For aspirants, the examinable core of default in rent under the Rajasthan Rent Control Act, 2001 reduces to a checklist. The substantive threshold is four months' arrears under Section 9(a). The two provisos are jurisdictional: bank disclosure under the first, and a registered AD demand notice with a thirty-day cure period under the second. Section 5 fixes the due date (fifteenth of the next month) and the modes of payment, while Section 8 lets the tenant defeat any default plea by depositing rent with the Rent Authority when the landlord obstructs payment. Tender — including a money order refused by the landlord — counts as payment for the purpose of clause (a).

The recurring trap in problem questions is to treat default as automatic on proof of arrears; it is not. Always test the landlord's compliance with both provisos and the tenant's resort to tender or Section 8 deposit before concluding that eviction lies. For a fuller map of how this ground fits the statute, read the introduction and the Rajasthan Rent Control Act hub, and compare default with the discretionary grounds discussed under eviction of tenant.

Frequently asked questions

How many months of arrears amount to default under the Rajasthan Rent Control Act, 2001?

Section 9(a) permits eviction only where the tenant has neither paid nor tendered the rent due for four months. Arrears of fewer than four months do not, by themselves, attract the default ground, though the landlord must additionally satisfy the bank-disclosure and registered-notice provisos.

Can a landlord evict for default without first sending a notice?

No. The second proviso to Section 9(a) bars the filing of a default petition unless the landlord has served a registered AD notice demanding arrears and the tenant has failed to pay within thirty days of service. A petition filed without this notice, or before the thirty days expire, is liable to be dismissed for want of jurisdiction.

What happens if the landlord never disclosed his bank account?

The first proviso to Section 9(a), read with Section 5, disentitles such a landlord from pleading default at all.

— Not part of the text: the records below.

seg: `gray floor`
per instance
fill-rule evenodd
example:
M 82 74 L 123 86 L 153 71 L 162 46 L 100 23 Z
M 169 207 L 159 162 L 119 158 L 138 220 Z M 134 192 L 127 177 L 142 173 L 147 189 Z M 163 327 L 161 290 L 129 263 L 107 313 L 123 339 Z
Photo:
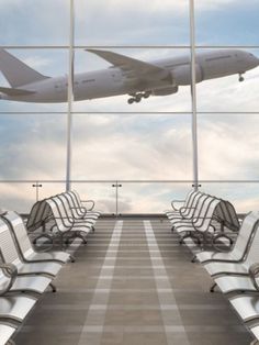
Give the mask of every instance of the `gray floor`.
M 251 336 L 166 220 L 100 220 L 16 345 L 248 345 Z

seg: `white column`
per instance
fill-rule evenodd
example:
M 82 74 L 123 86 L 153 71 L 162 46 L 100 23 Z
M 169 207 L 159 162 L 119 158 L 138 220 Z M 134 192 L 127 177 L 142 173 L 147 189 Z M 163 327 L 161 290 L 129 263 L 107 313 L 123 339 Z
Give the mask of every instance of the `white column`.
M 71 135 L 72 135 L 72 102 L 74 102 L 74 64 L 75 64 L 75 8 L 74 0 L 70 0 L 70 34 L 69 34 L 69 74 L 67 89 L 67 169 L 66 190 L 70 190 L 71 180 Z
M 196 134 L 196 59 L 195 59 L 195 12 L 194 0 L 190 3 L 190 38 L 191 38 L 191 94 L 192 94 L 192 157 L 193 157 L 193 185 L 194 189 L 199 187 L 199 167 L 198 167 L 198 134 Z

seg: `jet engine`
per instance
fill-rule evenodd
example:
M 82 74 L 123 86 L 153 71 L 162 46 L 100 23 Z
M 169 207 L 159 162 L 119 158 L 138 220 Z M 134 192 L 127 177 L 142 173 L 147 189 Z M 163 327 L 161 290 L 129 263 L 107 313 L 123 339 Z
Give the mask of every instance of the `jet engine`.
M 151 94 L 153 96 L 168 96 L 168 94 L 177 93 L 177 91 L 178 91 L 178 86 L 171 86 L 171 87 L 155 89 L 151 91 Z
M 195 70 L 196 70 L 196 82 L 201 82 L 203 80 L 203 73 L 199 64 L 196 64 Z M 172 70 L 172 78 L 176 85 L 191 85 L 192 76 L 191 76 L 190 64 L 176 67 Z

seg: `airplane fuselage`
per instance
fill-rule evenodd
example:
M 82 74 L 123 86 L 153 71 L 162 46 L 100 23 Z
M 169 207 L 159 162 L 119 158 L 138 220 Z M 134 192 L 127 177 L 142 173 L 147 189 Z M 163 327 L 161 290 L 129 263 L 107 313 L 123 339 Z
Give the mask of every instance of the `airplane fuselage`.
M 196 82 L 222 78 L 230 75 L 241 75 L 259 65 L 252 54 L 237 49 L 218 49 L 198 53 Z M 191 85 L 190 56 L 151 62 L 153 65 L 168 71 L 168 77 L 151 78 L 143 85 L 132 73 L 119 67 L 76 74 L 74 78 L 74 97 L 76 101 L 105 98 L 119 94 L 135 94 L 150 92 L 155 96 L 174 93 L 180 86 Z M 24 96 L 8 96 L 1 93 L 5 100 L 25 102 L 66 102 L 68 78 L 55 77 L 23 86 L 21 89 L 32 90 L 34 93 Z

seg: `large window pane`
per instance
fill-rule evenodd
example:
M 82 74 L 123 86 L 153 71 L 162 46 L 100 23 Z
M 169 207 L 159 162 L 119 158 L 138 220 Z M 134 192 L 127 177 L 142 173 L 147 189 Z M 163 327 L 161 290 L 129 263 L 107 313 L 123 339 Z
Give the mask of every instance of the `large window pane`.
M 1 114 L 1 179 L 64 179 L 66 116 Z
M 198 54 L 205 56 L 210 52 L 216 54 L 218 49 L 198 49 Z M 245 80 L 239 82 L 238 73 L 240 66 L 249 64 L 249 58 L 259 58 L 259 49 L 227 49 L 223 51 L 223 58 L 205 58 L 203 60 L 203 71 L 205 79 L 212 77 L 213 79 L 204 80 L 196 87 L 198 93 L 198 111 L 206 112 L 249 112 L 258 111 L 258 73 L 259 67 L 254 66 L 251 60 L 251 69 L 247 70 L 243 77 Z M 240 57 L 239 54 L 244 52 L 246 55 Z M 254 56 L 249 55 L 252 54 Z M 228 58 L 228 56 L 230 56 Z M 234 62 L 233 62 L 234 59 Z M 238 65 L 240 64 L 240 65 Z M 236 67 L 237 66 L 237 67 Z M 248 67 L 247 67 L 248 68 Z M 227 77 L 214 79 L 213 76 L 219 76 L 221 73 L 236 73 Z M 240 70 L 241 67 L 240 67 Z
M 1 0 L 0 45 L 65 45 L 69 0 Z
M 188 0 L 80 0 L 76 43 L 80 45 L 189 44 Z
M 259 45 L 257 0 L 195 0 L 199 45 Z
M 36 80 L 37 86 L 22 87 L 25 90 L 31 90 L 35 92 L 36 100 L 30 100 L 32 97 L 23 96 L 24 101 L 7 100 L 1 99 L 1 112 L 60 112 L 67 111 L 67 92 L 64 91 L 67 84 L 67 70 L 68 70 L 68 51 L 67 49 L 5 49 L 12 56 L 24 63 L 29 67 L 33 68 L 35 71 L 40 73 L 46 77 L 63 77 L 63 80 L 56 80 L 56 82 L 50 79 Z M 4 64 L 8 65 L 8 58 L 10 56 L 4 56 Z M 5 66 L 4 65 L 4 66 Z M 22 73 L 27 76 L 27 71 L 23 71 L 24 66 L 20 67 L 19 63 L 11 67 L 13 70 L 13 81 L 16 82 L 15 74 Z M 20 68 L 22 68 L 20 70 Z M 26 68 L 26 67 L 25 67 Z M 11 88 L 8 79 L 10 77 L 10 68 L 5 70 L 5 76 L 0 73 L 0 86 L 5 88 Z M 24 78 L 24 77 L 23 77 Z M 23 80 L 23 78 L 21 80 Z M 34 76 L 32 77 L 34 80 Z M 20 79 L 19 79 L 20 81 Z M 32 81 L 33 82 L 33 81 Z M 45 82 L 47 85 L 45 85 Z M 63 94 L 63 99 L 60 99 Z M 34 94 L 33 94 L 34 96 Z M 19 98 L 18 98 L 19 99 Z M 63 102 L 54 103 L 53 101 L 59 100 Z
M 190 62 L 190 51 L 189 49 L 111 49 L 114 53 L 126 55 L 143 62 L 150 62 L 151 64 L 161 64 L 160 66 L 171 69 L 176 76 L 180 78 L 180 67 L 179 67 L 179 58 L 182 62 Z M 160 60 L 160 63 L 158 63 Z M 92 100 L 75 102 L 74 110 L 75 111 L 86 111 L 86 112 L 109 112 L 109 111 L 122 111 L 122 112 L 190 112 L 191 111 L 191 93 L 190 93 L 190 85 L 188 86 L 179 86 L 178 89 L 173 88 L 173 79 L 164 81 L 165 86 L 157 85 L 154 82 L 159 81 L 159 76 L 155 76 L 155 81 L 153 80 L 153 75 L 145 75 L 144 80 L 139 86 L 136 86 L 136 91 L 140 91 L 142 85 L 145 82 L 148 86 L 150 85 L 150 90 L 153 93 L 157 93 L 157 96 L 151 94 L 148 99 L 142 99 L 139 103 L 134 102 L 133 104 L 128 104 L 127 100 L 132 98 L 124 92 L 125 87 L 132 87 L 133 90 L 135 87 L 135 79 L 142 78 L 137 68 L 131 70 L 128 74 L 121 71 L 117 69 L 111 69 L 112 65 L 104 60 L 103 58 L 97 56 L 92 53 L 87 53 L 83 49 L 78 49 L 76 52 L 76 74 L 82 74 L 86 71 L 92 73 L 86 75 L 86 77 L 78 76 L 76 80 L 79 82 L 75 86 L 75 94 L 80 94 L 81 98 L 89 97 L 89 89 L 91 89 L 91 80 L 95 79 L 99 82 L 99 89 L 95 90 Z M 173 67 L 174 66 L 174 67 Z M 97 70 L 102 70 L 101 75 L 97 73 Z M 95 73 L 94 73 L 95 71 Z M 189 75 L 188 75 L 189 76 Z M 168 75 L 170 77 L 170 75 Z M 134 79 L 135 78 L 135 79 Z M 145 79 L 146 78 L 146 79 Z M 148 78 L 150 80 L 148 81 Z M 134 79 L 134 80 L 132 80 Z M 90 80 L 90 82 L 87 82 Z M 179 80 L 179 82 L 181 82 Z M 183 81 L 182 81 L 183 82 Z M 106 86 L 106 87 L 105 87 Z M 156 89 L 157 86 L 157 89 Z M 139 88 L 138 88 L 139 87 Z M 164 90 L 168 90 L 168 94 L 164 94 Z M 87 89 L 89 88 L 89 89 Z M 93 87 L 92 87 L 93 88 Z M 122 96 L 106 97 L 106 98 L 98 98 L 101 89 L 103 92 L 111 92 L 117 90 L 117 93 L 124 93 Z M 86 91 L 83 91 L 86 89 Z M 148 90 L 148 89 L 145 89 Z M 176 93 L 174 93 L 176 92 Z M 103 93 L 104 94 L 104 93 Z
M 72 179 L 192 178 L 191 116 L 74 118 Z
M 258 180 L 259 114 L 199 115 L 202 180 Z

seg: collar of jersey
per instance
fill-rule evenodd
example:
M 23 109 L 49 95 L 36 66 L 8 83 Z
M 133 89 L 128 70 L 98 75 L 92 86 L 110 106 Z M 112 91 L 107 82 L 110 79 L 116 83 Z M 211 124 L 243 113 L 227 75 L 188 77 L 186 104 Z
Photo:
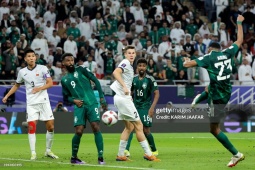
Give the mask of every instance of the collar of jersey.
M 27 66 L 27 69 L 30 70 L 30 71 L 32 71 L 32 70 L 35 69 L 36 66 L 37 66 L 37 64 L 35 64 L 34 68 L 32 68 L 32 69 L 29 69 L 28 66 Z

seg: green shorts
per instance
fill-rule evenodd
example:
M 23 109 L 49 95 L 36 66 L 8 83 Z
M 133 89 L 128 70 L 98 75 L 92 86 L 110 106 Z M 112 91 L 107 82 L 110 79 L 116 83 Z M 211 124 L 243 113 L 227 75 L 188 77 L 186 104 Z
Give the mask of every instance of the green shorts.
M 219 100 L 212 100 L 209 97 L 210 103 L 209 104 L 209 110 L 208 110 L 208 116 L 210 119 L 210 123 L 220 123 L 221 119 L 226 116 L 226 110 L 225 107 L 229 101 L 231 96 L 226 96 Z
M 152 126 L 152 118 L 148 116 L 149 108 L 148 109 L 137 109 L 140 119 L 145 127 Z
M 86 126 L 87 120 L 89 122 L 100 122 L 98 103 L 82 107 L 74 107 L 74 126 Z

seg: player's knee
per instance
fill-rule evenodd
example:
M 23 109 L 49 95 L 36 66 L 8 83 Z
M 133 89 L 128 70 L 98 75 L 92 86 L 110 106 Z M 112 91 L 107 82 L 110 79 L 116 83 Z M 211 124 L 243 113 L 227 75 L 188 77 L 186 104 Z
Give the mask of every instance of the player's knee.
M 28 122 L 28 133 L 34 134 L 36 131 L 36 124 L 35 122 Z

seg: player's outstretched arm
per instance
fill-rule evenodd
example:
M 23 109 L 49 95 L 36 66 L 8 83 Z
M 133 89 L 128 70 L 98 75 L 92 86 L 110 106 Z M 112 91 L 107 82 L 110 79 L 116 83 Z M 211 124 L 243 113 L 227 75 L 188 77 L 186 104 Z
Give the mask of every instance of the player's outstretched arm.
M 234 42 L 238 48 L 242 45 L 243 43 L 243 25 L 242 22 L 244 20 L 244 17 L 242 15 L 238 15 L 237 17 L 237 40 Z
M 51 77 L 48 77 L 46 79 L 46 84 L 41 86 L 41 87 L 35 87 L 33 90 L 32 90 L 32 93 L 35 94 L 41 90 L 46 90 L 48 88 L 51 88 L 53 86 L 53 82 L 52 82 L 52 78 Z
M 19 87 L 20 87 L 20 84 L 15 83 L 15 84 L 12 86 L 11 90 L 10 90 L 10 91 L 4 96 L 4 98 L 2 99 L 3 103 L 6 103 L 6 102 L 7 102 L 7 99 L 8 99 L 13 93 L 15 93 L 15 92 L 18 90 Z
M 183 67 L 196 67 L 197 62 L 195 60 L 190 60 L 188 57 L 183 57 L 184 62 L 183 62 Z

If the landlord cannot prove that he disclosed his bank account number and bank name in the same municipal area, in the agreement or by registered notice, the default ground is simply unavailable, however long the rent has been unpaid.

Does paying within the 30-day notice period save the tenancy?

Yes. The thirty-day window in the second proviso is a statutory opportunity to cure. A tenant who pays the demanded arrears within thirty days of service of the registered notice extinguishes the cause of action, and the contemplated eviction petition cannot be maintained.

What can a tenant do if the landlord refuses to accept rent?

Under Section 8 the tenant may deposit the rent, periodically and in time, with the Rent Authority where the landlord refuses to accept it or to grant a receipt, or where there is bona fide doubt about who is entitled to receive it. Such deposit prevents arrears from accumulating and defeats any subsequent default plea. A valid tender, such as a refused money order, similarly negates default, as in Mranalini B. Shah v. Bapalal Mohanlal Shah.

Is a rent-control default dispute arbitrable?

No. In Vidya Drolia v. Durga Trading Corporation, (2021) 2 SCC 1, the Supreme Court held that tenancy disputes governed by a rent-control statute that vests exclusive jurisdiction in a special forum are non-arbitrable. Default disputes under the Rajasthan Act must therefore go to the Rent Tribunal, not to arbitration or an ordinary civil suit.